Let $ABC$ be an acute angled triangle with $\angle{BAC}$ = 60◦ and $AB$ > $AC$. Let $I$ be the incenter, and $H$ the orthocenter of the triangle $ABC$. Prove that $2\angle{AHI}$ = $3\angle{ABC}$.
I let $D,E,F$ be altitude on $AB,BC,AC$ respectively and $HI$ meet $AB$ at $X$. I observed that $\angle{AHD}$=$\angle{ABC}$. So I assume that the equality hold if $\angle{DHX}$=1/2$\angle{AHD}$ and to prove that is true I draw $HZ$ meet $AB$ at $Z$ so that $\triangle{AHZ}$ is isosceles triangle. But the problem is I don't know how to prove that $\angle{DHX}=\angle{XHZ}$. Please help
Let $C'$ be on $AB$ so that $AB\bot CC'$ and let $\angle CBI = x ={1\over 2}\angle ABC$.

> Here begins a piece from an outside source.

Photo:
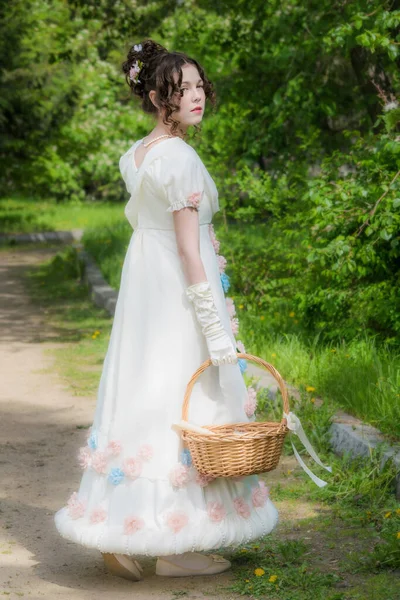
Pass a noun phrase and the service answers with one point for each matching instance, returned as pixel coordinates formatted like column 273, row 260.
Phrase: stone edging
column 347, row 433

Then since $BCHI$ is cyclic ($\angle BIC = \angle BHC = 120^{\circ}$) we have $\angle IHC = \pi-x$ so $\color{red}{\angle IHC' = x}$.
Since $\angle BAH = {\pi\over 2}-2x $ we have $\color{red}{\angle AHC' = 2x} $ (observe the triangle $AHC'$.) We are done.